また約3年前からは、職場の環境整備活動も開始した。
「全社員を部署を横断して4チームに分け、毎朝の朝礼後に20分間決められた場所を掃除してもらっています。そして点検チェックシートに基づいて私が120点満点で採点し、3カ月の合計点でトップのチームのメンバーには2,000円のクオカードを授与します」
もちろん、これは単なる社内美化が目的ではない。この習慣によって社員の間に「環境整備」という共通言語を生み、社員同士のコミュニケーションを促進することが狙いだ。実際に、互いの仕事のやり方について話し合う機会も増え、部署を超えた連携が生まれてきたという。

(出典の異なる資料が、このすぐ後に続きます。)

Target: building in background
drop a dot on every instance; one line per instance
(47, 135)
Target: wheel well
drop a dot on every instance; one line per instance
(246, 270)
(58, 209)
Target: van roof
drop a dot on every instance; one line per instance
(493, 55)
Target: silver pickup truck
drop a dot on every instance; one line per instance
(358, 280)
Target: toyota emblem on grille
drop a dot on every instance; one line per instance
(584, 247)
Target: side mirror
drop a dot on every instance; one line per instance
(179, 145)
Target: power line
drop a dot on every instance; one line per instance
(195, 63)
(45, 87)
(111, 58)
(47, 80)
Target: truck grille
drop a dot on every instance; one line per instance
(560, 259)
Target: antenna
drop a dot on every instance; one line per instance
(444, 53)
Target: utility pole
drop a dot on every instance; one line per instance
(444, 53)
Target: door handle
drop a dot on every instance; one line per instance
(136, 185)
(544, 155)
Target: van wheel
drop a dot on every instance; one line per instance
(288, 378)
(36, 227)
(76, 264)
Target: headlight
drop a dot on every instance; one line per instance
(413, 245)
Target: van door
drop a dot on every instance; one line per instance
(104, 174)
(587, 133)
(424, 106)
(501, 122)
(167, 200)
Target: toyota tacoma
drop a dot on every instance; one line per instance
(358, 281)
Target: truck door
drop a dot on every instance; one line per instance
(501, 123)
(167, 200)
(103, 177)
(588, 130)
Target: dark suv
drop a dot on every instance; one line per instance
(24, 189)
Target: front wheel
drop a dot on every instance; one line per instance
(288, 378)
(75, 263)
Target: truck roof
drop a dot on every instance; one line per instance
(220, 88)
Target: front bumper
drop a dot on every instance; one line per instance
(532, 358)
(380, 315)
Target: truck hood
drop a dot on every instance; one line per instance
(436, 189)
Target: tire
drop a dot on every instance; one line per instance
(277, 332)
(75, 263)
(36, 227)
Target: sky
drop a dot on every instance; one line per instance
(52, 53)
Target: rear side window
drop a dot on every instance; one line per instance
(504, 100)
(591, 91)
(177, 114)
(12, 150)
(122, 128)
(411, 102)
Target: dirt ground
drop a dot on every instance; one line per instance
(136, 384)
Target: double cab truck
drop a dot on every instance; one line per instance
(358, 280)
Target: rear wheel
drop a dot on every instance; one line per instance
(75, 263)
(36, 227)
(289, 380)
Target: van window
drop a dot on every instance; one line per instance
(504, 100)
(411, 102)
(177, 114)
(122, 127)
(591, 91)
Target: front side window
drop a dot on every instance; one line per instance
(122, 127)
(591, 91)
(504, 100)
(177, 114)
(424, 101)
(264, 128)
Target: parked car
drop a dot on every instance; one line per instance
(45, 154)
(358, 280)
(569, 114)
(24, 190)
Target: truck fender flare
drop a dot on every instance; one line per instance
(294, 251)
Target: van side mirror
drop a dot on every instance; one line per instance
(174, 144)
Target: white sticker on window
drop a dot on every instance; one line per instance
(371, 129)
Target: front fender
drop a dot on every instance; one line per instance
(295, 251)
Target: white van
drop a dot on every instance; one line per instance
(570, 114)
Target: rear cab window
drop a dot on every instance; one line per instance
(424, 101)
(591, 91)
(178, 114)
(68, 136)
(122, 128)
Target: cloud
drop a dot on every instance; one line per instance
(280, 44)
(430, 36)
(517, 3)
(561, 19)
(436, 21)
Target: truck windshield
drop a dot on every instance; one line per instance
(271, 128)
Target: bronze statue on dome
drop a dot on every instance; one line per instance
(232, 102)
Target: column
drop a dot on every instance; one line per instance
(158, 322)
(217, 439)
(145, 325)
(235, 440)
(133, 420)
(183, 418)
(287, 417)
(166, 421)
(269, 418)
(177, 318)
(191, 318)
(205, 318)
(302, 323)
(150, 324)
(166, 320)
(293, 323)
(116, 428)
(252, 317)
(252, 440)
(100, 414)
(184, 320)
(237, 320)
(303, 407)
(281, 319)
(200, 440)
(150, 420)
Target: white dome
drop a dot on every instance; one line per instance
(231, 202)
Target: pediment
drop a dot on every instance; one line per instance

またコミュニケーションの場の創出という点では、年3回の全社的な懇親会に加え、各部署ごとの懇親会も定期的に開催し、年間スケジュールに組み込むようにしたそうだ。
環境整備を通じて社内の雰囲気を改善
また近藤氏が代表に就任してからは、毎年の経営計画発表会はホテルの会場を借り、取引銀行の支店長などの来賓も招いて開催している。この日ばかりは、現場スタッフも含めて全社員がスーツを着用する。この場で配られる経営計画書がユニークなのは、社員手帳の形で携帯できるようになっている点だ。
これには経営計画のほか、社是、経営理念、基本方針、お客様に関する方針、商品に関する方針などが記されている。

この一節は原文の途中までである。